Posts Tagged as "phone"Thursday, March 15th, 2012
Today’s tip is my first shot “in the wild” — on the streets of Times Square, NYC!! Super special thanks to my camerawoman and amazing friend, Missy Mazzoli, who made this episode possible.
A little while back, I was working with a student who got stuck on a math problem.
“Can I call my brain on the phone?” she asked.
“Sure,” I said. I didn’t know where this was going, but I wanted to see what my student meant.
She held her hand up to her ear in “fake phone” position. “Hello, brain?” she inquired. “I need some help with this problem. Okay, I need to do this… all right, and then I need to do that… Uh-huh….. Okay….All right the answer is….Thank you brain! I’ll talk to you later! Bye!”
It totally worked.
Why? It’s so silly. It’s a little crazy. Why does it work?
1. You’re talking out loud. Researchers in Spain found that students who talk through a problem out loud have a greater chance of solving the problem correctly. I’ve often wondered if part of the reason tutoring works so well is just because it forces students to talk through what they’re doing.

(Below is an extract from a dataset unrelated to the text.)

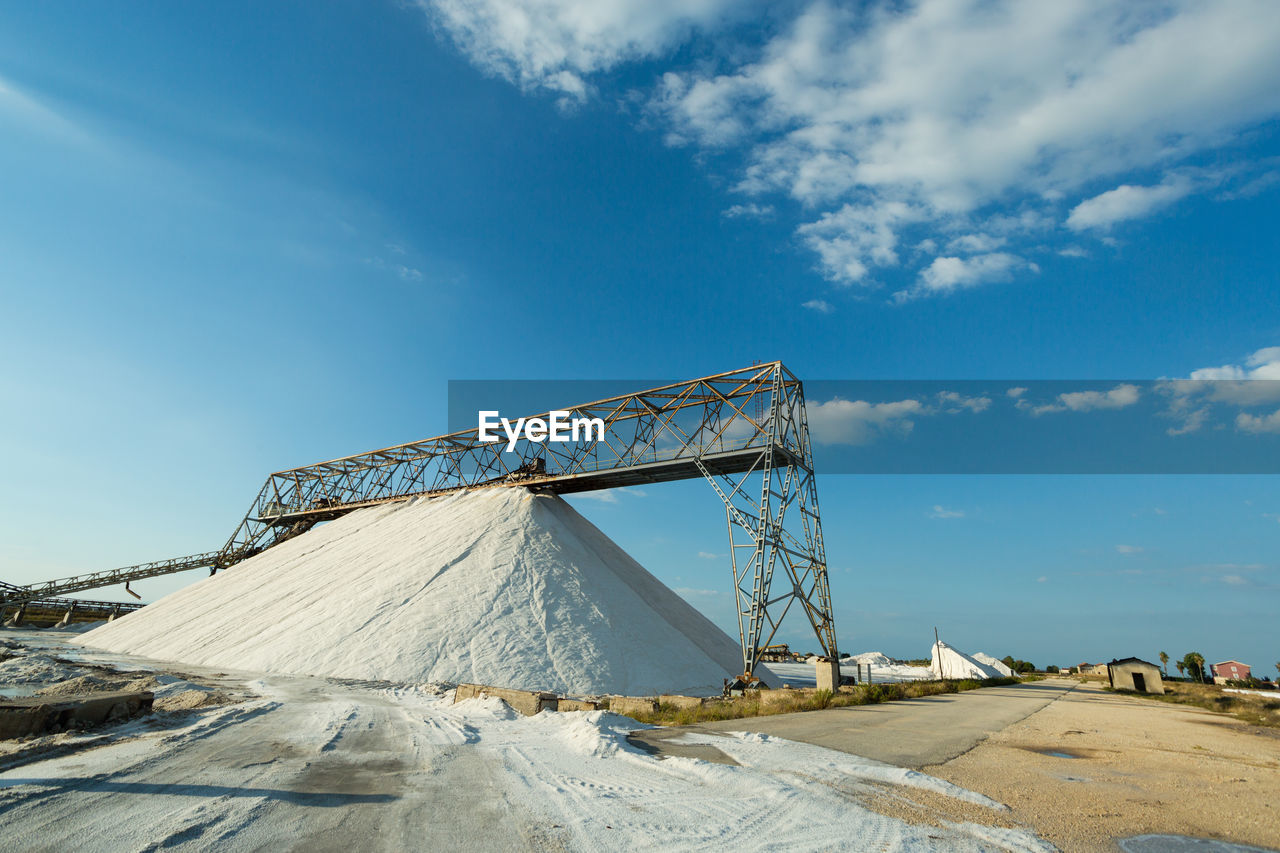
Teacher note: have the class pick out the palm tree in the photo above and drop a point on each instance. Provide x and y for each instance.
(1196, 665)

Paradoxically, we are frequently conditioned in school to think that when we’re working on math by ourselves, it needs to be a silent solitary activity, but talking through a problem out loud can really get the math juices flowing.
2. It’s totally proactive. Instead of letting your eyes glaze over, moving on to the next problem, saying “I hate this and I’ll never get it,” or giving up completely, my student took an active approach.

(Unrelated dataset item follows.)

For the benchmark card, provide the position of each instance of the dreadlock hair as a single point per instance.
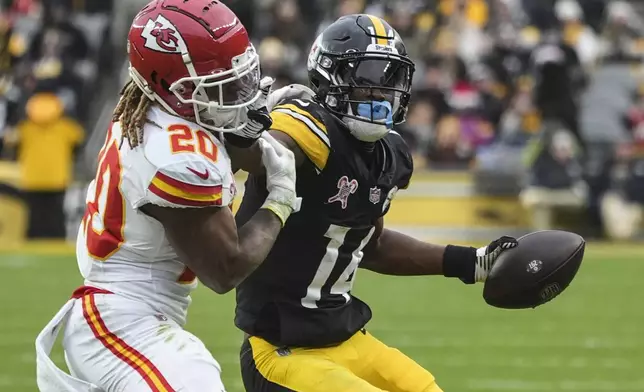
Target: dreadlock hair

3. You’re trusting yourself and relying on yourself. Even though my student was characterizing her brain as something “else,” she was really trusting herself, trusting that she had some untapped inner resources she could access if she came at the problem from a different angle.
4. You’re being yourself. When you’re really yourself when you’re doing math, you plug into all kinds of resources that you would cut yourself off from if you believe you have to behave a certain way or be a certain kind of person in order to succeed at math.
5. It’s a little bit silly. In my experience, being a little silly — doing something crazy like “calling your brain on the phone” or doing math in a silly voice — not only keeps things fun but also prevents students from shutting down or going into panic mode. And like talking things through out loud, it seems to open up more possibilities.
I’m proud to report that my student has used this same technique several times since she first introduced it to me, with great success.
So today’s tip is, when you’re stuck on a math problem, talk it out!!! Whether that means calling your brain on the phone, just talking it through out loud in a silly voice — or in a normal voice.